Applications for unemployment benefits for the week ending Sept. 24 fell by 16,000 to 193,000, the Labor Department reported Thursday. Last week’s number was revised down by 4,000 to 209,000.

First-time applications generally reflect layoffs. The current figures are very low historically and suggest Americans are benefiting from an unusually high level of job security.

The economy shrank in the first six months of the year, according to reports on gross domestic product, the government’s broadest measure of the economy’s output.

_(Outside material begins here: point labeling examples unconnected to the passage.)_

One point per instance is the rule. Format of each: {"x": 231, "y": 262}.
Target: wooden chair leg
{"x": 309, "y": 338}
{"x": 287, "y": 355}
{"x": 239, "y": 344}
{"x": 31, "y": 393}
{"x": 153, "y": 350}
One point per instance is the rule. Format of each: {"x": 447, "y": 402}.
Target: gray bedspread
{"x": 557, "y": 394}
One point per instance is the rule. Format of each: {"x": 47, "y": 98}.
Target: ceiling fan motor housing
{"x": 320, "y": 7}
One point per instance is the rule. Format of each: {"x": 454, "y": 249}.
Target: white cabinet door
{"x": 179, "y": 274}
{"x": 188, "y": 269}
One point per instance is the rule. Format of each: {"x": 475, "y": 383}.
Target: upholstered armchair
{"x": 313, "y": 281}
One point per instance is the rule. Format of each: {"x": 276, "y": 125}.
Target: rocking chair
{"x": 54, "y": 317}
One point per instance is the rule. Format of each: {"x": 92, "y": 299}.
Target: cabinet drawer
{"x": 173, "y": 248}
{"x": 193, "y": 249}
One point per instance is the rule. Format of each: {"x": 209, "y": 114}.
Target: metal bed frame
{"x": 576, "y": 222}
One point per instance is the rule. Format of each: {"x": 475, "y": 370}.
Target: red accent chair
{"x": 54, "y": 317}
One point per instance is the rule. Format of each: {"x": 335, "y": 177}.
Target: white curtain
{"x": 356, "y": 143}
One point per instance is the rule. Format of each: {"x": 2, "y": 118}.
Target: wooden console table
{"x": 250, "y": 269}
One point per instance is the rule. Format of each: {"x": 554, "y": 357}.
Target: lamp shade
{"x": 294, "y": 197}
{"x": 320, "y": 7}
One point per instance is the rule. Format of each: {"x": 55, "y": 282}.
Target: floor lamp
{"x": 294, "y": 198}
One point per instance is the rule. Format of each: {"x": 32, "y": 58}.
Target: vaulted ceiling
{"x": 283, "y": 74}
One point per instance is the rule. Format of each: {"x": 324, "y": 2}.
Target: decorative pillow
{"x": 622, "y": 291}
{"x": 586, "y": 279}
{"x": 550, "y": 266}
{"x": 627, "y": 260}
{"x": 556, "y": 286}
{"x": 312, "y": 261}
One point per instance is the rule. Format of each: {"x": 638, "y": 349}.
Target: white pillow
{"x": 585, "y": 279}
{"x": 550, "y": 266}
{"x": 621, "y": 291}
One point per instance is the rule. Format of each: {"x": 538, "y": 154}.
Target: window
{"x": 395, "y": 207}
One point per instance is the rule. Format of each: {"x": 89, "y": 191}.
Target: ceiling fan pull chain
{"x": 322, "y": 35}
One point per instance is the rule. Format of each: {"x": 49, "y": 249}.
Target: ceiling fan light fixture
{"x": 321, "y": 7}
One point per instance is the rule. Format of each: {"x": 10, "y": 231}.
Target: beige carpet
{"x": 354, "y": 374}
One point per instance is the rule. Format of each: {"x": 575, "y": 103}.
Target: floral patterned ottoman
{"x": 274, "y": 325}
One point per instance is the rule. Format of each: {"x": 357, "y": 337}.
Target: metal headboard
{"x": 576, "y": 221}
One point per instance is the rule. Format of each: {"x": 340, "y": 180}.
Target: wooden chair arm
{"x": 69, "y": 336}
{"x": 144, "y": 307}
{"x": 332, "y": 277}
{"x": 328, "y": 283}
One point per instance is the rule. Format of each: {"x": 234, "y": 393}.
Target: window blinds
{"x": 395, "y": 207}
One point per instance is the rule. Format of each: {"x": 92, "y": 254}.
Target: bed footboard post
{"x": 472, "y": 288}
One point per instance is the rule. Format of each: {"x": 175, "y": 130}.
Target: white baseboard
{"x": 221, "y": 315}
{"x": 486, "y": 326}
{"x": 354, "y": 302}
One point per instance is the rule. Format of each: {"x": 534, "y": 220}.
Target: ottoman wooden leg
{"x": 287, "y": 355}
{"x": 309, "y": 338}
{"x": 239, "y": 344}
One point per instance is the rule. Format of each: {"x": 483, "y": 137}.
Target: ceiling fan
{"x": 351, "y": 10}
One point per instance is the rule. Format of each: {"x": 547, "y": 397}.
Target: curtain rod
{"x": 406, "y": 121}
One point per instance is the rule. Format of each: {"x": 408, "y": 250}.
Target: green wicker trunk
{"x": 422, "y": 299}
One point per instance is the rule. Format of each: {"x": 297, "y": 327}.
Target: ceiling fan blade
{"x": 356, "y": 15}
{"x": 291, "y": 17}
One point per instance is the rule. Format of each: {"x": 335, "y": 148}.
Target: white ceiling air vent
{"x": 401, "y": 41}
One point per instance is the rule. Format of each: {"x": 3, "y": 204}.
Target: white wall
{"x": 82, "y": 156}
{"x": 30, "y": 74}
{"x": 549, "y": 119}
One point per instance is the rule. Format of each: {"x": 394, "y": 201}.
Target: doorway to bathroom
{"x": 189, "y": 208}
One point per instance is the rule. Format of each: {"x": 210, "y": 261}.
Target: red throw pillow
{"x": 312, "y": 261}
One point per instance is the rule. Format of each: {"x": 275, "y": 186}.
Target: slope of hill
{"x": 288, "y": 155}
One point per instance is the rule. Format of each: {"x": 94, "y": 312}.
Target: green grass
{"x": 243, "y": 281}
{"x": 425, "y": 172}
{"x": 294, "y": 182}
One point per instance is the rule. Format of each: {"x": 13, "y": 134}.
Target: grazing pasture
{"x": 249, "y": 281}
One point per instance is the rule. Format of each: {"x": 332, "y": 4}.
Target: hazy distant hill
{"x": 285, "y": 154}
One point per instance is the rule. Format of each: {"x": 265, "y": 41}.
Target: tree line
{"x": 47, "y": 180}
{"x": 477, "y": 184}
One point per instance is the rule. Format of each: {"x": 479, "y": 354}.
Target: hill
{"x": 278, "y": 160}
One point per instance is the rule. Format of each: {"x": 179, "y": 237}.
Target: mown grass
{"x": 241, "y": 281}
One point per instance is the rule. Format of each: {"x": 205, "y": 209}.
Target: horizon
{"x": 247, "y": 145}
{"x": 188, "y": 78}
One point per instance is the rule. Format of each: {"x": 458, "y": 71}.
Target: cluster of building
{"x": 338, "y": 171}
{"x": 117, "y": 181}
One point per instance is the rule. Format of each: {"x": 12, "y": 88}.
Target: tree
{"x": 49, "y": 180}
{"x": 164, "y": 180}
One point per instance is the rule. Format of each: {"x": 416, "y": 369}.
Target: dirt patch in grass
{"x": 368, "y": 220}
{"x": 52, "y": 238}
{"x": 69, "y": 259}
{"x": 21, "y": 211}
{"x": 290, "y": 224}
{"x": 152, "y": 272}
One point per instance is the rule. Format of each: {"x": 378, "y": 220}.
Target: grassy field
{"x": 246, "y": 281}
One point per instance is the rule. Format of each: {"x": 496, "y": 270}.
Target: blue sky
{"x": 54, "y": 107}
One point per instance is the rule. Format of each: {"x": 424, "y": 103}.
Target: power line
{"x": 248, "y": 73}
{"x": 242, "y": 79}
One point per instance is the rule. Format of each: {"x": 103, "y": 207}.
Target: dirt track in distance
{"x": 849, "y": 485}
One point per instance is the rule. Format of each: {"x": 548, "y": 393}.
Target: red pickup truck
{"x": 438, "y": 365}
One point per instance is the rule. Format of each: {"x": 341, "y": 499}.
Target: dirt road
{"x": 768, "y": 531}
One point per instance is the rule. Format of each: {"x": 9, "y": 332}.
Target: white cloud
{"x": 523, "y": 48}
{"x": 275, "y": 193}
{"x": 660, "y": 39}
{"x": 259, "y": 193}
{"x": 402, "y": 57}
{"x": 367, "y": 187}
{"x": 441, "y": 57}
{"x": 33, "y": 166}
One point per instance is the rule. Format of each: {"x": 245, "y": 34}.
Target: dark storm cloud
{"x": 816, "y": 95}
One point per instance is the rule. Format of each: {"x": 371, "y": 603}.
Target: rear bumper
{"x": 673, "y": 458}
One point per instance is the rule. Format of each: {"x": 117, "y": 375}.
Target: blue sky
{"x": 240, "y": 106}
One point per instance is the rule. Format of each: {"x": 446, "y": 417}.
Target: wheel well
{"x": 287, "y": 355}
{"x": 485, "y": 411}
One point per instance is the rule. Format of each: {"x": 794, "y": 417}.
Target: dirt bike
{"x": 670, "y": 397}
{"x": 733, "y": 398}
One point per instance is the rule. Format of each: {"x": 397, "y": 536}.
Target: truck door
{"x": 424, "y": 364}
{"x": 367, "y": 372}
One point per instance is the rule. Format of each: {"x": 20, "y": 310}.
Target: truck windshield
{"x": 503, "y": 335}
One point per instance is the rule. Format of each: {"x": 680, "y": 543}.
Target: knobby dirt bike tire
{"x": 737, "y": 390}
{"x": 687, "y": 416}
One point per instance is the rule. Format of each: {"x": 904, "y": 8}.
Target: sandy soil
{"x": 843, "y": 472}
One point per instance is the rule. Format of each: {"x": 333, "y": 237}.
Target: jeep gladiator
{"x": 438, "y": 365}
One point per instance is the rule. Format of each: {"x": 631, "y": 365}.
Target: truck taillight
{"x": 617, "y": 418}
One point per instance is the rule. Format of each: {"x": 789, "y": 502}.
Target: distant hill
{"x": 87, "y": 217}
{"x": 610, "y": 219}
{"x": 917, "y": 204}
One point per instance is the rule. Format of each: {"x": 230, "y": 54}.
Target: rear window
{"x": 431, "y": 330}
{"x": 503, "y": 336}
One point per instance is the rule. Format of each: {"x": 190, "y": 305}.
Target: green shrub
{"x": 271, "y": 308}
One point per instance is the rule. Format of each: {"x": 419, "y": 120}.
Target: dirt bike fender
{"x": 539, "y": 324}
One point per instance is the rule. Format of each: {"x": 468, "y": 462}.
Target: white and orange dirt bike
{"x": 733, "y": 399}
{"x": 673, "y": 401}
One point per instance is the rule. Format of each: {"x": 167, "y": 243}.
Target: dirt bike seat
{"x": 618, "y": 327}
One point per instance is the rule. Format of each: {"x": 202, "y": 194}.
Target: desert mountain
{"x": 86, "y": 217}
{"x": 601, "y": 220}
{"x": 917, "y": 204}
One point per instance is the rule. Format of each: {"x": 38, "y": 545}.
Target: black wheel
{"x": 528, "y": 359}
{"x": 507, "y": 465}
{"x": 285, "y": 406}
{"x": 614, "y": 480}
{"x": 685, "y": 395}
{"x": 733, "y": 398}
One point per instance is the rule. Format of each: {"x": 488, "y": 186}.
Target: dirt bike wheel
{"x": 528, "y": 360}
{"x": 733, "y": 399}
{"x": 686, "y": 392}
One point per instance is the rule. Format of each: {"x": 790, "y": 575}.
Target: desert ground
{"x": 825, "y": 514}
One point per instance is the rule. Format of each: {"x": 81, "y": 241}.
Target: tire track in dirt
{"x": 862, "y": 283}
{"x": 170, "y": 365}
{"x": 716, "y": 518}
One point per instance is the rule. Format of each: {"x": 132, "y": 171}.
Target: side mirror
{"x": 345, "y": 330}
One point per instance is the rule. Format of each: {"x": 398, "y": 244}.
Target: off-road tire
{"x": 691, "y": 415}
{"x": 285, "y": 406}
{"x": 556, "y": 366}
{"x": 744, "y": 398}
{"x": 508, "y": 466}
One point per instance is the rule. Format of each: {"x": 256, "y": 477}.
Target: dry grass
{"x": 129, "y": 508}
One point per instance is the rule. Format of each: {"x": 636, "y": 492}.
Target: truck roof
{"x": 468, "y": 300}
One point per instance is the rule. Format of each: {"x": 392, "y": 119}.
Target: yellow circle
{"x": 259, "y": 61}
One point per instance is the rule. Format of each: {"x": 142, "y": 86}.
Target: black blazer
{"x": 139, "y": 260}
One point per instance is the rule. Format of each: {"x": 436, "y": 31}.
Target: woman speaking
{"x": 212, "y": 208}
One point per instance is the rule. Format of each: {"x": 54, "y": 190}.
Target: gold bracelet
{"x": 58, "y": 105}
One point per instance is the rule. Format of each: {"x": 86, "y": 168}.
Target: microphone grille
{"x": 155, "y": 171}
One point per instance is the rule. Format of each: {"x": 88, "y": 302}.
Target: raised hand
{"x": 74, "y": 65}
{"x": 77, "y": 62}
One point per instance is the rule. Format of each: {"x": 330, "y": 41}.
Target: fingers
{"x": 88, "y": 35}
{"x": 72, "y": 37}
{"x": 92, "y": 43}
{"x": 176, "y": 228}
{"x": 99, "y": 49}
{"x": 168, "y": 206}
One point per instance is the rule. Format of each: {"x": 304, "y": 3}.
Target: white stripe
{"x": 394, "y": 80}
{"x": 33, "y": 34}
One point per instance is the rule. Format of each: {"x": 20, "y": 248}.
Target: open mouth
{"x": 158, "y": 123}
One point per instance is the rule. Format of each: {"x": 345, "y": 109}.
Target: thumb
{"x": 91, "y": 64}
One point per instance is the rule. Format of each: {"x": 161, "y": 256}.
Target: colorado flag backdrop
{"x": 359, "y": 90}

Yet employers, who have struggled to rehire after laying off 22 million workers at the height of the pandemic, are still looking to fill millions of open jobs. There are currently roughly two open positions for every unemployed worker, near a record high.

With companies desperate for workers, they are much more likely to hold onto their current staff.

The news comes as data shows the U.S. economy shrank at a 0.6 percent annual rate from April through June, battered by surging consumer prices and rising interest rates.

Government statisticians’ announcement Thursday was unchanged from their previous second-quarter estimate.

It marked the second consecutive quarter of economic contraction, one informal rule of thumb for a recession. Most economists, citing a strong and resilient American job market, believe the world’s biggest economy is not yet in a downturn. But they worry that it might be headed for one as the Federal Reserve ratchets up interest rates to combat inflation.

Consumer spending grew at a 2 percent annual rate, but that gain was offset by a drop in business inventories and housing investment.

The U.S. economy has been sending out mixed signals this year. Gross domestic product, or GDP, went backward in the first half of 2022. But the job market has stayed strong. Employers are adding an average 438,000 jobs a month this year, on pace to be the second-best year for hiring (behind 2021) in government records going back to 1940. Unemployment is at 3.7 percent, low by historic standards. There are currently about two jobs for every unemployed American.

But the Fed has raised interest rates five times this year – most recently Sept. 21 – to rein in consumer prices, which were up 8.3 percent in August from a year earlier despite plummeting gasoline prices. Higher borrowing costs raise the risk of a recession and higher unemployment. “We have got to get inflation behind us,″ Fed Chair Jerome Powell said last week. “I wish there was a painless way to do that. There isn’t.″

Thursday’s report was the Commerce Department’s third and final take on second-quarter growth. The first look at the economy’s July-September performance comes out Oct. 27. Economists, on average, expect that GDP returned to growth in the third quarter, expanding at a modest 1.5 percent annual pace, according to a survey by the data firm FactSet.

Commerce also on Thursday released revised numbers for past years’ GDP. The update showed that the economy performed slightly better in 2020 and 2021 than previously reported. GDP rose 5.9 percent last year, up from the previously reported 5.7 percent; and, pounded by the coronavirus pandemic, it shrank 2.8 percent in 2020, not as bad as the 3.4 percent previously on record.

GDP remained unchanged for 2018 (2.9 percent) and 2019 (2.3 percent). Growth for 2017 was downgraded slightly – to 2.2 percent from 2.3 percent.